H-1B is a nonimmigrant classification issued by USCIS to an alien to work in the United States for a temporary period in a specialty occupation or as a fashion model of distinguished merit and ability. A specialty occupation is one that requires a minimum of a U.S. bachelor's degree or equivalent. Occupations in this category include software engineers, systems analysts, computer programmers, other computer professionals, engineers, architects, teachers, accountants, researchers, scientists, etc.
Currently, H-1B worldwide annual quota is 65,000 (out of which 6,800 are reserved for nationals of Singapore and Chile). In addition to this number, 20,000 H-1B visas are available for graduates of master's degree programs of US graduate schools.

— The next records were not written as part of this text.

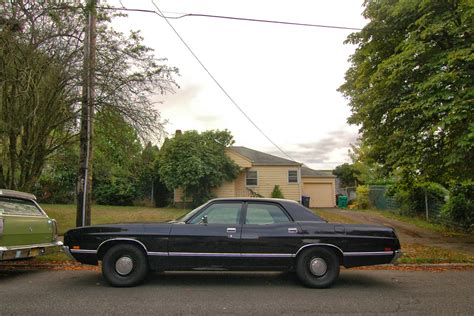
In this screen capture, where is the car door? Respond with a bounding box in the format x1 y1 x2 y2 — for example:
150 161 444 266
241 202 301 268
0 197 53 247
168 201 243 268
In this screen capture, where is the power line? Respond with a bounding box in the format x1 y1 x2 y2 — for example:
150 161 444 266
98 3 362 31
151 0 294 160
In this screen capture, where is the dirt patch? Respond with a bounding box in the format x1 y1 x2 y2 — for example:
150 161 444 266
325 209 474 257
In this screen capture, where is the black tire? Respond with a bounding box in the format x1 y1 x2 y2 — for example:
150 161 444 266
296 248 340 288
102 244 148 287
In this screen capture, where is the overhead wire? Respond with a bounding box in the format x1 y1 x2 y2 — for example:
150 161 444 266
93 0 361 160
97 3 362 31
151 0 294 160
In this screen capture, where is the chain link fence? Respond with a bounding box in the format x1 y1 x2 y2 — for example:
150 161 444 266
341 185 445 219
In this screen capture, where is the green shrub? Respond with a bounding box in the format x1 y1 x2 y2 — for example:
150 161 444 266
93 178 139 206
386 182 448 216
272 185 285 199
355 185 371 209
442 181 474 229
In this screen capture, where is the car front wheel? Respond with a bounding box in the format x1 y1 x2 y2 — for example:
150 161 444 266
102 244 148 287
296 248 340 288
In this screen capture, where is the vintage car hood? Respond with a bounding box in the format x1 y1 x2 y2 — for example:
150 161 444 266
66 222 172 235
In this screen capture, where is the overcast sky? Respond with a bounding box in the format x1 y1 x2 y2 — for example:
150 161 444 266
109 0 366 169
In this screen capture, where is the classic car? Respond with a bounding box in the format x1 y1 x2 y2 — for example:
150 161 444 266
64 198 401 288
0 189 62 261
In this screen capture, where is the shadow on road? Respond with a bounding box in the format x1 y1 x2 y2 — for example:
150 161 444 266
61 271 395 289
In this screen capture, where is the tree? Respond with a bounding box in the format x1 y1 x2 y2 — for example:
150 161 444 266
158 130 239 204
332 163 360 187
0 27 75 191
93 111 142 205
0 0 177 191
339 0 474 184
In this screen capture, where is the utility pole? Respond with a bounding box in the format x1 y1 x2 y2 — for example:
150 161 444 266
76 0 98 227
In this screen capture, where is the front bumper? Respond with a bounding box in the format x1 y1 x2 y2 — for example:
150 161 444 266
63 246 76 261
390 249 403 264
0 241 63 261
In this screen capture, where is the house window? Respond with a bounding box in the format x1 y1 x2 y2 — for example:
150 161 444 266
288 170 298 183
245 170 258 186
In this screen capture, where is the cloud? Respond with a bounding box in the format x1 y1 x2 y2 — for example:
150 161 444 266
268 130 358 168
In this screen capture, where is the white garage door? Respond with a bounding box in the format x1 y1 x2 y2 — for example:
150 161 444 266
303 183 335 207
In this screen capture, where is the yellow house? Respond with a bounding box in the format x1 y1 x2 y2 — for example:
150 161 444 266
174 146 336 207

The procedure to obtain an H1B classification is, briefly, as follows: The sponsoring US employer files an online Labor Condition Application (LCA) with the Department of Labor attesting to several items such as payment of prevailing wages for the H1-B position, working conditions, etc. The certified LCA is to be filed with Form I-129 and appropriate supplements along with applicable filing fees to the USCIS. Once the Petition is approved by USCIS, the alien can apply for an H-1B visa at a US Consulate abroad. If the alien is already in the US on another valid non-immigrant visa classification, a change of status can be applied for along with the H-1B Petition by marking the appropriate box(es) on the Form I129.
H-1B visas are usually granted for an initial period of three years, and can be extended for a further three years. After completion of six years on H1B classification, the alien must remain outside the US for one year before he/she can be given another H1B classification to enter the US again. However, extensions beyond a period of six years will be given if an application for Labor Certification or an employment-based immigrant visa petition/application for adjustment of status filed on behalf of such alien has been pending for a period of 365 days or more.

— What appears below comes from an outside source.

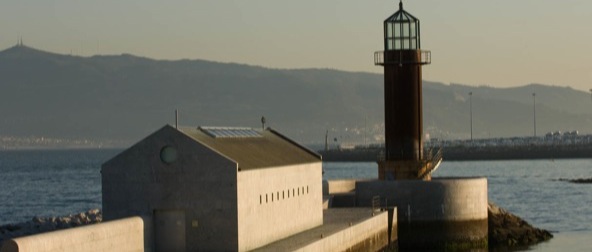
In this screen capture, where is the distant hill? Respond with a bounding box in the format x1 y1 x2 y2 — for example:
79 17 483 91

An alien on H1-B classification may work only for the sponsoring employer and only in the job classification/job duties listed on the Petition. If the H1-B alien wants to work for more than one US employer concurrently, each of such employers should have an H1-B Petition approved on behalf of the alien.
An alien may change employers (i.e., start working for a new employer) after the new employer files an approvable H1B Petition.
An alien on H-1B classification is permitted to travel outside the US and reenter during the validity period of the H-1B visa stamp on his/her passport.
An alien may start the process towards obtaining Lawful Permanent Residence in the US (Green Card) without affecting the H1B status.